The songs within the show come from popular music, much of what we hear is new, songs that have come out since the film from artists as varied as Lady Gaga and Fun. But even the songs from the movie like the “Elephant Love Medley” and “Sparkling Diamonds” have additions that enlarge the smile already breaking across your face. Most of the newer music has saturated the popular culture enough that even I have heard of it. But there were a couple of additions that were not familiar such as the mashup of “Crazy” by Gnarls Barkley and “Rolling in the Deep” by Adele, but I’m certain I’m in the small minority on that front. That said even the musical moments that didn’t ring a bell worked within the story. I was always amazed at the perfection in blending lyrics from different songs into one that Luhrmann achieved in his film. The show carries on that tradition with nearly the same level of success. The additional material helps give the show a freshness and probably increases its accessibility to younger theatergoers who were either small children or unborn at the time of the films release.

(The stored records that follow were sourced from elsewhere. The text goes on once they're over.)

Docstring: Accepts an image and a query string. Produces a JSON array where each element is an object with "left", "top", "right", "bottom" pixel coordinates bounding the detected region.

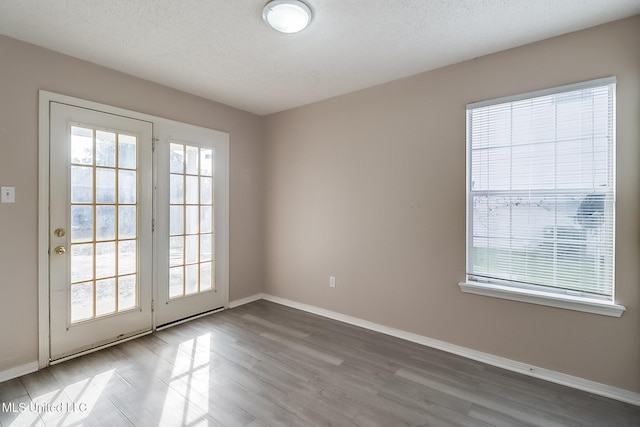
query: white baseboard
[
  {"left": 0, "top": 360, "right": 40, "bottom": 383},
  {"left": 258, "top": 294, "right": 640, "bottom": 406},
  {"left": 229, "top": 294, "right": 265, "bottom": 308}
]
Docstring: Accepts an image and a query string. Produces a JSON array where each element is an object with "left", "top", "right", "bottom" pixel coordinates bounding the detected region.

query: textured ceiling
[{"left": 0, "top": 0, "right": 640, "bottom": 115}]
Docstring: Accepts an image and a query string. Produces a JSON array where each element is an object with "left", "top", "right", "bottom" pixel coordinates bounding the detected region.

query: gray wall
[
  {"left": 265, "top": 16, "right": 640, "bottom": 392},
  {"left": 0, "top": 36, "right": 264, "bottom": 372}
]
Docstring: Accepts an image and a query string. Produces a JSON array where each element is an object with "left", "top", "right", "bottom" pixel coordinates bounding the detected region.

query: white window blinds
[{"left": 467, "top": 78, "right": 615, "bottom": 300}]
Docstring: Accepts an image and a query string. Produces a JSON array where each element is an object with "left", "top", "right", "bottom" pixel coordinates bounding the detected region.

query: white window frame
[{"left": 459, "top": 77, "right": 625, "bottom": 317}]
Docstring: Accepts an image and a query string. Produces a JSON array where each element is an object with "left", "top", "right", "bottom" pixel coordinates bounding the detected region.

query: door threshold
[
  {"left": 155, "top": 307, "right": 225, "bottom": 331},
  {"left": 49, "top": 330, "right": 153, "bottom": 366}
]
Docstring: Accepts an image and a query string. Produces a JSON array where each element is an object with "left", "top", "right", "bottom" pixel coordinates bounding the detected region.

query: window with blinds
[{"left": 467, "top": 78, "right": 616, "bottom": 301}]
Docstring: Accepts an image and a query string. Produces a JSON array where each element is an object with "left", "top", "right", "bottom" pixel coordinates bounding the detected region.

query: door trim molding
[{"left": 38, "top": 90, "right": 230, "bottom": 368}]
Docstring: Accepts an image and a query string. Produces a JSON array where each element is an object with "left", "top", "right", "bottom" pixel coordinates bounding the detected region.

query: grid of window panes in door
[
  {"left": 169, "top": 142, "right": 215, "bottom": 298},
  {"left": 70, "top": 126, "right": 138, "bottom": 322}
]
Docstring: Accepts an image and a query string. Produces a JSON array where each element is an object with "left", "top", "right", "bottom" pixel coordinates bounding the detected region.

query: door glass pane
[
  {"left": 96, "top": 205, "right": 116, "bottom": 240},
  {"left": 186, "top": 236, "right": 199, "bottom": 264},
  {"left": 200, "top": 148, "right": 213, "bottom": 176},
  {"left": 185, "top": 206, "right": 200, "bottom": 234},
  {"left": 185, "top": 264, "right": 198, "bottom": 295},
  {"left": 71, "top": 205, "right": 93, "bottom": 243},
  {"left": 96, "top": 242, "right": 116, "bottom": 279},
  {"left": 186, "top": 176, "right": 200, "bottom": 204},
  {"left": 200, "top": 206, "right": 213, "bottom": 233},
  {"left": 71, "top": 166, "right": 93, "bottom": 203},
  {"left": 169, "top": 205, "right": 184, "bottom": 236},
  {"left": 118, "top": 274, "right": 138, "bottom": 311},
  {"left": 118, "top": 206, "right": 137, "bottom": 239},
  {"left": 200, "top": 177, "right": 213, "bottom": 205},
  {"left": 169, "top": 236, "right": 184, "bottom": 267},
  {"left": 96, "top": 168, "right": 116, "bottom": 203},
  {"left": 71, "top": 126, "right": 93, "bottom": 165},
  {"left": 71, "top": 243, "right": 93, "bottom": 283},
  {"left": 118, "top": 134, "right": 136, "bottom": 169},
  {"left": 200, "top": 262, "right": 212, "bottom": 291},
  {"left": 200, "top": 234, "right": 213, "bottom": 261},
  {"left": 169, "top": 266, "right": 184, "bottom": 298},
  {"left": 71, "top": 282, "right": 93, "bottom": 322},
  {"left": 96, "top": 130, "right": 116, "bottom": 168},
  {"left": 118, "top": 170, "right": 137, "bottom": 204},
  {"left": 169, "top": 144, "right": 184, "bottom": 174},
  {"left": 118, "top": 240, "right": 138, "bottom": 274},
  {"left": 69, "top": 126, "right": 138, "bottom": 322},
  {"left": 96, "top": 279, "right": 116, "bottom": 316},
  {"left": 169, "top": 143, "right": 215, "bottom": 298},
  {"left": 185, "top": 145, "right": 198, "bottom": 175},
  {"left": 169, "top": 174, "right": 184, "bottom": 204}
]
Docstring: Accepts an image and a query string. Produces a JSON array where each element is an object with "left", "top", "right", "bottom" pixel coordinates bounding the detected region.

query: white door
[
  {"left": 49, "top": 102, "right": 153, "bottom": 360},
  {"left": 155, "top": 118, "right": 229, "bottom": 326}
]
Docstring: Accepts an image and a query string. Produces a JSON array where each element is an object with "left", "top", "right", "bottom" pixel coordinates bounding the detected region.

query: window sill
[{"left": 459, "top": 281, "right": 626, "bottom": 317}]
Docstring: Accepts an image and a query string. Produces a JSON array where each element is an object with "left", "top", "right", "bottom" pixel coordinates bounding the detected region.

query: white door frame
[{"left": 38, "top": 90, "right": 229, "bottom": 368}]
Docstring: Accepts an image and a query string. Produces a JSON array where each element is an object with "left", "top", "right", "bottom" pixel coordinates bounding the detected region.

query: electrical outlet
[{"left": 0, "top": 187, "right": 16, "bottom": 203}]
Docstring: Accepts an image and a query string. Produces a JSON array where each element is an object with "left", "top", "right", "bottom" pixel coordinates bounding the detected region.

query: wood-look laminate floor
[{"left": 0, "top": 301, "right": 640, "bottom": 427}]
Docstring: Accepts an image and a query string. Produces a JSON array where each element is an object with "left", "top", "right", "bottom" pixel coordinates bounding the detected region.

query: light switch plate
[{"left": 0, "top": 186, "right": 16, "bottom": 203}]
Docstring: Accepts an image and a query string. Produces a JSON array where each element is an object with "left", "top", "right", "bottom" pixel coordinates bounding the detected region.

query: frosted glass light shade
[{"left": 262, "top": 0, "right": 311, "bottom": 33}]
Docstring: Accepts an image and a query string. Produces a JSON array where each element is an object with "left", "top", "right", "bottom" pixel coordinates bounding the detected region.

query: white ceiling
[{"left": 0, "top": 0, "right": 640, "bottom": 115}]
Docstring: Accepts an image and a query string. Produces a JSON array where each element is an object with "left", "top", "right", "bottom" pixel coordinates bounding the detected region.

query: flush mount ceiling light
[{"left": 262, "top": 0, "right": 311, "bottom": 33}]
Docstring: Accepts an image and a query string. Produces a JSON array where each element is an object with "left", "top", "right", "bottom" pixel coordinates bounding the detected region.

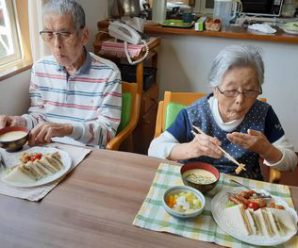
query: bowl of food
[
  {"left": 162, "top": 185, "right": 206, "bottom": 219},
  {"left": 180, "top": 162, "right": 220, "bottom": 193},
  {"left": 0, "top": 127, "right": 29, "bottom": 152}
]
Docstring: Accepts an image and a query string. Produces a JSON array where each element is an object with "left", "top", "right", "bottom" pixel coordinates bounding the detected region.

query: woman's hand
[
  {"left": 168, "top": 134, "right": 222, "bottom": 160},
  {"left": 227, "top": 129, "right": 282, "bottom": 163},
  {"left": 0, "top": 115, "right": 26, "bottom": 129},
  {"left": 29, "top": 122, "right": 73, "bottom": 146}
]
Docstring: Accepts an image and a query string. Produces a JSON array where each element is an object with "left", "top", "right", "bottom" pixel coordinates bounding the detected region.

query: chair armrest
[
  {"left": 106, "top": 121, "right": 137, "bottom": 151},
  {"left": 106, "top": 90, "right": 141, "bottom": 150},
  {"left": 154, "top": 101, "right": 164, "bottom": 138}
]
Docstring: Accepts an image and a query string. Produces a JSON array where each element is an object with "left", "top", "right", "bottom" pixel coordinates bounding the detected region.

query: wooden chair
[
  {"left": 106, "top": 82, "right": 141, "bottom": 150},
  {"left": 154, "top": 91, "right": 281, "bottom": 183}
]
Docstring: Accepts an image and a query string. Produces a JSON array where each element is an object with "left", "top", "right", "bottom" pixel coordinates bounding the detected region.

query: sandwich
[
  {"left": 224, "top": 204, "right": 297, "bottom": 237},
  {"left": 224, "top": 204, "right": 253, "bottom": 235}
]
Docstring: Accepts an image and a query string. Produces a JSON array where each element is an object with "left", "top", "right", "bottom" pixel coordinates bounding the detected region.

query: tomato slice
[
  {"left": 247, "top": 201, "right": 260, "bottom": 211},
  {"left": 31, "top": 153, "right": 42, "bottom": 162}
]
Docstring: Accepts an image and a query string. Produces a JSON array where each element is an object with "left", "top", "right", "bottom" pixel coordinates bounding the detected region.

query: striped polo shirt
[{"left": 23, "top": 52, "right": 122, "bottom": 148}]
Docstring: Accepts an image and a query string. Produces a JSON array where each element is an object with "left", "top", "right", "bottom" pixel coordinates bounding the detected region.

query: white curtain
[{"left": 28, "top": 0, "right": 50, "bottom": 62}]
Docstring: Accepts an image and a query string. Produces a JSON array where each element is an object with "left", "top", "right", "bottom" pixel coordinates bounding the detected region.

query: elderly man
[{"left": 0, "top": 0, "right": 121, "bottom": 147}]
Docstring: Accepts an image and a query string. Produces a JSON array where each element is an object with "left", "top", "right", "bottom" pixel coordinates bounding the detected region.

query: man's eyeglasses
[
  {"left": 216, "top": 87, "right": 262, "bottom": 98},
  {"left": 39, "top": 31, "right": 73, "bottom": 42}
]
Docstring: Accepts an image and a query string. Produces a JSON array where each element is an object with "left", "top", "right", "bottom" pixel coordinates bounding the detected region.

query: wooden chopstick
[{"left": 191, "top": 125, "right": 246, "bottom": 170}]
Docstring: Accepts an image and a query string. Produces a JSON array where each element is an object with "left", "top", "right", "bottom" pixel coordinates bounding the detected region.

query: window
[
  {"left": 196, "top": 0, "right": 214, "bottom": 14},
  {"left": 0, "top": 0, "right": 22, "bottom": 66}
]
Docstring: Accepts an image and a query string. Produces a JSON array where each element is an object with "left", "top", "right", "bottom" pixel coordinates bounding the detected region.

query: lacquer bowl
[{"left": 0, "top": 127, "right": 29, "bottom": 152}]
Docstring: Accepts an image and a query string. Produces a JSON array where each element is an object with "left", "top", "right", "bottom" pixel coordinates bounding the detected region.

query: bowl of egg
[
  {"left": 0, "top": 127, "right": 29, "bottom": 152},
  {"left": 162, "top": 185, "right": 206, "bottom": 219},
  {"left": 180, "top": 162, "right": 220, "bottom": 193}
]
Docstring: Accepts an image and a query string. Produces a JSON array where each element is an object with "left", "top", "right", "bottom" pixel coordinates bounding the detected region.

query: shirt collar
[{"left": 56, "top": 47, "right": 92, "bottom": 75}]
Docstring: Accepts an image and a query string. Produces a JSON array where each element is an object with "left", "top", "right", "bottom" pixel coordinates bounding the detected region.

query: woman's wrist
[{"left": 260, "top": 145, "right": 283, "bottom": 163}]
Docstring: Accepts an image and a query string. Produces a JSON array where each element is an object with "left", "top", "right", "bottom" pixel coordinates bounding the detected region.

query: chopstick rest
[{"left": 191, "top": 125, "right": 246, "bottom": 175}]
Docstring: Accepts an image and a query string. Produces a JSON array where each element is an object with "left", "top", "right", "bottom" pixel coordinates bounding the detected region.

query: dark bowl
[
  {"left": 0, "top": 127, "right": 29, "bottom": 152},
  {"left": 180, "top": 162, "right": 220, "bottom": 193}
]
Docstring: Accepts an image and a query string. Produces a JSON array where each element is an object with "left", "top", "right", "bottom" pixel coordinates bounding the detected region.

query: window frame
[
  {"left": 0, "top": 0, "right": 22, "bottom": 67},
  {"left": 0, "top": 0, "right": 32, "bottom": 81},
  {"left": 195, "top": 0, "right": 214, "bottom": 15}
]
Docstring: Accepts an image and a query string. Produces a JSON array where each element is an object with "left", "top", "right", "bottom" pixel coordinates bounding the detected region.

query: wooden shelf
[{"left": 97, "top": 20, "right": 298, "bottom": 44}]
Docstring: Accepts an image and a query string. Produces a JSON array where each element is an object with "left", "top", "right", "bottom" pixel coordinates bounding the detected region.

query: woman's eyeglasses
[
  {"left": 39, "top": 31, "right": 74, "bottom": 42},
  {"left": 216, "top": 86, "right": 262, "bottom": 98}
]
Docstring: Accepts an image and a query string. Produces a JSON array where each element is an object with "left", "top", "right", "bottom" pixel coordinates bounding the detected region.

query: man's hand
[
  {"left": 29, "top": 122, "right": 73, "bottom": 146},
  {"left": 0, "top": 115, "right": 26, "bottom": 129},
  {"left": 227, "top": 129, "right": 282, "bottom": 162}
]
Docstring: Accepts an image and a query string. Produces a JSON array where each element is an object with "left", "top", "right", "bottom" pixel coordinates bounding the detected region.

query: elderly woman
[
  {"left": 149, "top": 46, "right": 297, "bottom": 180},
  {"left": 0, "top": 0, "right": 122, "bottom": 147}
]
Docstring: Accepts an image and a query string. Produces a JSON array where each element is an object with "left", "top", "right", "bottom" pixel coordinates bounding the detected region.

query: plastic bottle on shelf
[{"left": 152, "top": 0, "right": 167, "bottom": 24}]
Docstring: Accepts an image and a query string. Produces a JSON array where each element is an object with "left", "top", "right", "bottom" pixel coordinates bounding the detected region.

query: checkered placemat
[{"left": 133, "top": 163, "right": 298, "bottom": 248}]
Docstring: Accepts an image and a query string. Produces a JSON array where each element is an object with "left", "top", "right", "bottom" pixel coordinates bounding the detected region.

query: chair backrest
[
  {"left": 154, "top": 91, "right": 206, "bottom": 137},
  {"left": 106, "top": 82, "right": 141, "bottom": 150}
]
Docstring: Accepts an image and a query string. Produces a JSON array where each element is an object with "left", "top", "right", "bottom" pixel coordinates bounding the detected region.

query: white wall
[
  {"left": 158, "top": 36, "right": 298, "bottom": 151},
  {"left": 77, "top": 0, "right": 112, "bottom": 51},
  {"left": 0, "top": 71, "right": 30, "bottom": 115}
]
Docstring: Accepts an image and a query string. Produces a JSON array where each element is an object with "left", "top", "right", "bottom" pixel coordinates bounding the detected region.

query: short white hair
[
  {"left": 42, "top": 0, "right": 86, "bottom": 31},
  {"left": 209, "top": 45, "right": 264, "bottom": 87}
]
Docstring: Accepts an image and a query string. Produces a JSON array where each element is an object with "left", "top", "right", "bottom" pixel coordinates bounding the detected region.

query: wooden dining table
[{"left": 0, "top": 150, "right": 298, "bottom": 248}]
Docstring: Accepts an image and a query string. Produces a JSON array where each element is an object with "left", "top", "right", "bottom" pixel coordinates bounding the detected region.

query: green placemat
[{"left": 133, "top": 163, "right": 298, "bottom": 248}]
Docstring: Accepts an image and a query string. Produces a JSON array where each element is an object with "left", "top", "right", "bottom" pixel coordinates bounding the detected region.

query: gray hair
[
  {"left": 209, "top": 45, "right": 264, "bottom": 87},
  {"left": 42, "top": 0, "right": 86, "bottom": 31}
]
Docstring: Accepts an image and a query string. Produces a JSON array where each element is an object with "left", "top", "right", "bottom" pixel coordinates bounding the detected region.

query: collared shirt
[{"left": 23, "top": 52, "right": 122, "bottom": 147}]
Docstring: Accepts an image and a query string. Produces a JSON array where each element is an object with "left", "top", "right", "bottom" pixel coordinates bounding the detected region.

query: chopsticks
[{"left": 191, "top": 125, "right": 246, "bottom": 174}]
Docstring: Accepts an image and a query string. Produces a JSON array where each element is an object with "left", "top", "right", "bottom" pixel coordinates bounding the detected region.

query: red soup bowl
[
  {"left": 180, "top": 162, "right": 220, "bottom": 193},
  {"left": 0, "top": 127, "right": 29, "bottom": 152}
]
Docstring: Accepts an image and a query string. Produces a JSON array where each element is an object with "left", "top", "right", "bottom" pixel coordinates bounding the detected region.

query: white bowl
[{"left": 162, "top": 186, "right": 206, "bottom": 219}]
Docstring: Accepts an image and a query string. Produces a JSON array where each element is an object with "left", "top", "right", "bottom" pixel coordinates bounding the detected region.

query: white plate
[
  {"left": 211, "top": 189, "right": 298, "bottom": 246},
  {"left": 1, "top": 147, "right": 71, "bottom": 188},
  {"left": 283, "top": 28, "right": 298, "bottom": 34}
]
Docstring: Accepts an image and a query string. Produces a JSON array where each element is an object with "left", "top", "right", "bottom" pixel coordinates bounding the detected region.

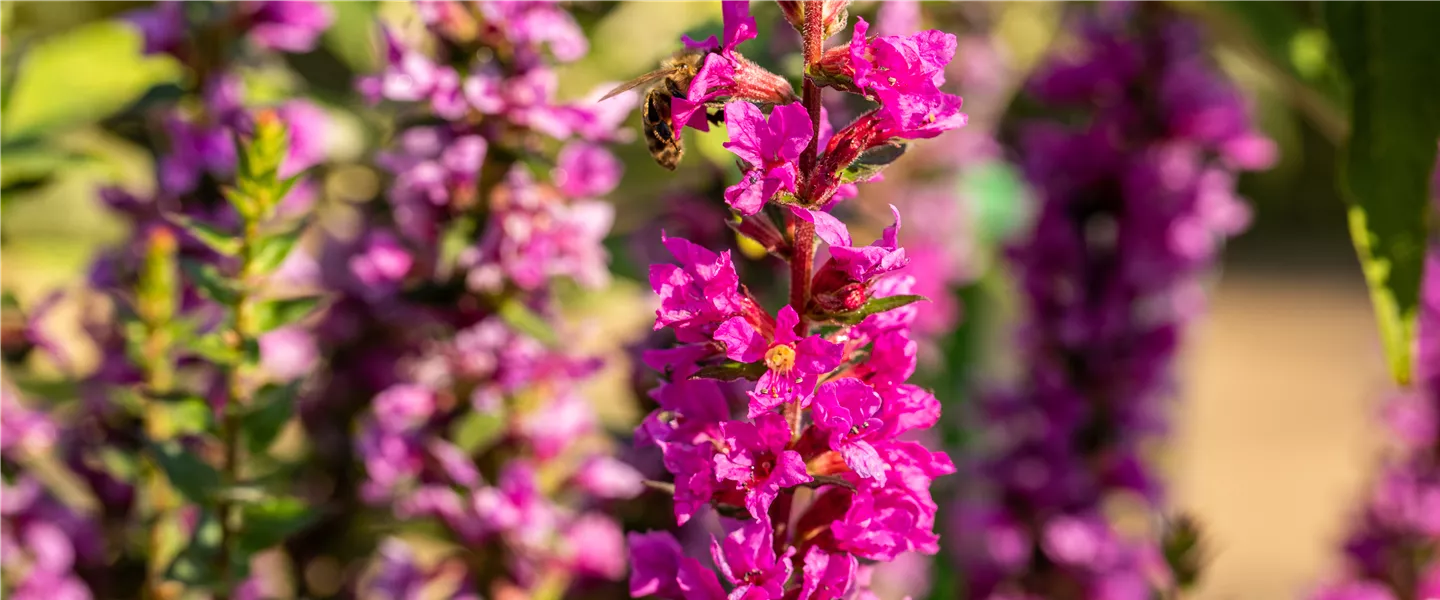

Hand in hand with the music goes the choreography by Sonya Tayeh which is stunningly good.
Speaking of stunningly good, the cast is just that. Top of the list is Conor Ryan, who showed incredibly range and gave a dynamic performance. One of the small issues I had with the production was that I felt his character went a little dark for too long towards the end of the show. But even in those instances when I felt the writing let him down, he didn’t let the writing down. Courtney Reed was good as Satine, though it felt like the songs were at times stretching her range a smidge. Austin Durant as Zidler was an audience favorite he was the perfect ringmaster for this group of bohemians. Andre ward’s Toulouse-Lautrec wisely chose not to attempt to mimic Lautrec’s diminutive stature, that would have been too restrictive. Ward adds a nice energy as the would be leader of the children of the revolution, adding a lot of humor in the conflict with the Duke over the content of the musical. A big round of applause to all the performers, their voices and movement were all integral to creating this breathtaking experience.
The highest of praise goes to the technical teams on this show starting with the set design by Derek McLane. The shows sets from the streets of Paris to the Moulin Rouge and Satine’s dressing room are gorgeous. The highpoint being the elephant Love Medley where we move from Satine’s dressing room to the clouds above Paris and the Eiffel Tower. Working in close synchronization is the spectacular lighting design and effects by Justin Townsend. Sometimes the lighting can go unnoticed if it’s done well with Moulin Rouge there is no way not to take note of the lighting because it is very showy but also perfect for this show. Costume design by Catherine Zuber is also a easily overlooked category, but again in this case they costume are so bold and beautiful that they cannot help but be noticed and admired. This is a rare show that wows us on every single element of the production.